Chaque année, des centaines d’établissements en France reçoivent un avis défavorable de la commission de sécurité, parfois pour un simple défaut de contrôle technique incendie. Extincteurs non vérifiés, système de détection hors service, registre de sécurité incomplet : ces manquements exposent le responsable de l’établissement à des sanctions administratives et pénales, mais surtout à un risque humain considérable en cas de sinistre.
Qui peut réaliser ces contrôles ? À quelle fréquence ? Quels équipements sont concernés ? Cet article fait le point sur les obligations réglementaires, les intervenants habilités, et les bonnes pratiques pour maintenir votre installation de sécurité incendie en conformité permanente.
ALISE SSI réalise l’ensemble des vérifications réglementaires pour les ERP et les entreprises.
Qu’est-ce que le contrôle technique incendie ?
Le contrôle technique incendie désigne l’ensemble des vérifications périodiques réalisées sur les installations et équipements de sécurité incendie d’un bâtiment. Son objectif est de s’assurer que chaque dispositif — détection, alarme, extinction, désenfumage, éclairage de sécurité, moyens de secours — fonctionne correctement et reste conforme aux normes en vigueur.
Les deux dimensions du contrôle
Le contrôle technique incendie comporte deux volets complémentaires :
- La vérification technique : examen physique des installations, tests fonctionnels, mesures (pression des extincteurs, autonomie des blocs de sécurité, débit des sprinklers, ouverture des volets de désenfumage). C’est un constat d’état à un instant donné.
- La maintenance préventive : opérations planifiées de nettoyage, réglage, remplacement de pièces d’usure, mise à jour des logiciels (pour les centrales de détection). Elle vise à maintenir les performances dans le temps et prévenir les pannes.
La réglementation distingue nettement ces deux activités. La vérification peut être confiée à un organisme extérieur indépendant, tandis que la maintenance relève généralement d’un installateur ou d’un mainteneur spécialisé.
Le cadre réglementaire général
Deux grandes réglementations encadrent le contrôle technique incendie en France :
- Le Code de la construction et de l’habitation (articles R.143-1 et suivants) pour les ERP et les immeubles de grande hauteur (IGH).
- Le Code du travail (articles R.4227-1 et suivants) pour tous les lieux de travail.
Ces deux cadres peuvent se cumuler : un magasin ouvert au public est à la fois un ERP (obligations envers le public) et un lieu de travail (obligations envers les salariés).
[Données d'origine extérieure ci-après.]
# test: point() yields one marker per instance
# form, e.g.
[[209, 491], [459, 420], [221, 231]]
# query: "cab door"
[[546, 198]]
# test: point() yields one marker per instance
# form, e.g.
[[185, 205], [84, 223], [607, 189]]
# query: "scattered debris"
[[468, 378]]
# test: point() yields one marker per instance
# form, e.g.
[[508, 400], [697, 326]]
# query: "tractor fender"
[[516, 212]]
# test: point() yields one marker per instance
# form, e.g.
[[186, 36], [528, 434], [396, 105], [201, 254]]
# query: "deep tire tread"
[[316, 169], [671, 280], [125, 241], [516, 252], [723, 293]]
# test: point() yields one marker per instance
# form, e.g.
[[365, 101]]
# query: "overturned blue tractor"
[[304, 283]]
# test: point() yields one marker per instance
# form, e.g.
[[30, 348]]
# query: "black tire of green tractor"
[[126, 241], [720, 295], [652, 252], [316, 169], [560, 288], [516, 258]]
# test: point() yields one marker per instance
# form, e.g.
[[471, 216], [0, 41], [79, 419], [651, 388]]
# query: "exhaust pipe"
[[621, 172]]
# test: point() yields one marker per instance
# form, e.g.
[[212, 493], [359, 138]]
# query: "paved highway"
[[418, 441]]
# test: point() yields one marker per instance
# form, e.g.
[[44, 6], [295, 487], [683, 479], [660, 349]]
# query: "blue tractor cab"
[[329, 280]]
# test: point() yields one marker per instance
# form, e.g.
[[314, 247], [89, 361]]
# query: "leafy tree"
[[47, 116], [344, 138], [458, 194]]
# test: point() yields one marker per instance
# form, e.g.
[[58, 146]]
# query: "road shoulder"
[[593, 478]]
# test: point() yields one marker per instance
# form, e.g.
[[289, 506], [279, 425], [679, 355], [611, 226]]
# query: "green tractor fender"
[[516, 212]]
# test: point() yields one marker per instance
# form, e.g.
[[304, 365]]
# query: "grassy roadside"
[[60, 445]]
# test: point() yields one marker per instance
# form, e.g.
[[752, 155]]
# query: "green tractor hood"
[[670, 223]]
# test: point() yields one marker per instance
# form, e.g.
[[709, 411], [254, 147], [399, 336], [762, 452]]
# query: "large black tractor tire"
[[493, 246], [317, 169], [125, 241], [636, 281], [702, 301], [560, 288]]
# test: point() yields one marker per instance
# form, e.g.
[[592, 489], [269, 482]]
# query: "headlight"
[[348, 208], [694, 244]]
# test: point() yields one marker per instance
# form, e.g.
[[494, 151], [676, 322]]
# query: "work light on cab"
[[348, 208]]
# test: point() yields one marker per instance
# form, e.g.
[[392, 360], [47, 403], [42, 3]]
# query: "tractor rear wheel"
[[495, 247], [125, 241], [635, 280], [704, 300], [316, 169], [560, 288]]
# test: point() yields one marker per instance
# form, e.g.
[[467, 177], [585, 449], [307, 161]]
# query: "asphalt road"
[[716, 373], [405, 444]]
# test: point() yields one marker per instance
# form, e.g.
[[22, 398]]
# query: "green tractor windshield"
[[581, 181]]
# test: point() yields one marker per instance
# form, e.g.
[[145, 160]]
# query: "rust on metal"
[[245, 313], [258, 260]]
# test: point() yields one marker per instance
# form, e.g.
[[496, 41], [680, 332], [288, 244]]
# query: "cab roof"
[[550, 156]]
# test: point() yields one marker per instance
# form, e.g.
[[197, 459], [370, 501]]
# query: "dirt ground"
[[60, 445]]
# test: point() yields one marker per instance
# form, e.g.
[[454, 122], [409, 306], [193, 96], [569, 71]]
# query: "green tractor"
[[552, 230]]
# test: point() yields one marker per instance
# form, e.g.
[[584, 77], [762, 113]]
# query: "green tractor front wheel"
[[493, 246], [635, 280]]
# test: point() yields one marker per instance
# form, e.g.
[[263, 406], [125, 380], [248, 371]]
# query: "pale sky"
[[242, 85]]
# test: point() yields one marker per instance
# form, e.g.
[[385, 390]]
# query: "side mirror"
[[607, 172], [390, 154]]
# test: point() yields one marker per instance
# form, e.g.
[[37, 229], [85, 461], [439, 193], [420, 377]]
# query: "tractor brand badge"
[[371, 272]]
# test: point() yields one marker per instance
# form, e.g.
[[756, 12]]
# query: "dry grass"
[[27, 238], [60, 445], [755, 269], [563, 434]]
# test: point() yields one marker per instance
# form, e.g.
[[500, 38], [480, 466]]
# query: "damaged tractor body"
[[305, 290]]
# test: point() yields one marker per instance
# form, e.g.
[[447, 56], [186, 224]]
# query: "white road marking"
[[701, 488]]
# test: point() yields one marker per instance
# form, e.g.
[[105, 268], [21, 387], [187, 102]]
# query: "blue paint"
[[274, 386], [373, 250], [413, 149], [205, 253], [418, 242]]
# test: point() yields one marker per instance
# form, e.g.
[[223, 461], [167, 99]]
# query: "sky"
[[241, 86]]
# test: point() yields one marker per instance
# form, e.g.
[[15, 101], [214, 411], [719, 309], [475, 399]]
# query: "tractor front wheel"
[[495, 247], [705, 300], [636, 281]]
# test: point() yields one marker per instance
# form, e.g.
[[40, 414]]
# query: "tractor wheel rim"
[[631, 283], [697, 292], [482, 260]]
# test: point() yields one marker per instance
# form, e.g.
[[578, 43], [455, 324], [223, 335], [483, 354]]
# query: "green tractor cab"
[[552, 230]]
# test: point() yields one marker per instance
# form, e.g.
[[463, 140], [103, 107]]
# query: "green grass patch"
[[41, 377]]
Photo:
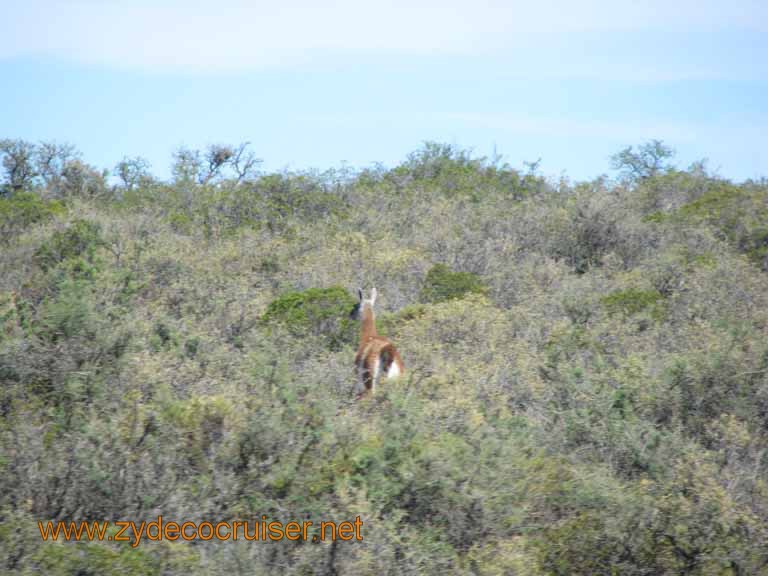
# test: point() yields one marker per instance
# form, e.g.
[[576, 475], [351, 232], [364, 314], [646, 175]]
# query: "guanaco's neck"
[[368, 324]]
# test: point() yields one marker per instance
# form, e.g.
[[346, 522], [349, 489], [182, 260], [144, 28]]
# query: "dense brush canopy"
[[587, 386]]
Les contrôles doivent satisfaire les deux réglementations.
Qui est habilité à réaliser les contrôles ?
Les organismes agréés
Pour certaines vérifications réglementaires, seuls des organismes accrédités par le COFRAC (Comité français d’accréditation) ou agréés par le ministère de l’Intérieur sont habilités. C’est le cas notamment pour :
- Les vérifications réglementaires après travaux (article GE 7 de l’arrêté du 25 juin 1980).
- Les vérifications triennales dans les ERP de 1re catégorie (article GE 8).
- Les vérifications des installations électriques (articles EL).
Les principaux organismes agréés en France sont Apave, Bureau Veritas, Socotec, Dekra, et Qualiconsult. Leur intervention est obligatoire et ne peut pas être remplacée par un auto-contrôle de l’exploitant.
Les techniciens compétents
Pour les vérifications annuelles courantes (extincteurs, détection incendie, désenfumage, éclairage de sécurité), la réglementation exige un « technicien compétent » sans imposer un organisme agréé. Ce technicien peut être :
- Un salarié de l’entreprise dûment formé et qualifié (pour les vérifications internes).
- Un prestataire spécialisé en sécurité incendie, comme ALISE SSI, disposant des compétences et des moyens de contrôle adaptés.
- L’installateur de l’équipement, dans le cadre d’un contrat de maintenance.
La compétence du technicien doit pouvoir être justifiée : qualifications professionnelles (APSAD, CNPP, Qualifeu), formations suivies, expérience documentée. En cas de sinistre, l’assureur et le juge examineront la compétence réelle de la personne qui a réalisé le dernier contrôle.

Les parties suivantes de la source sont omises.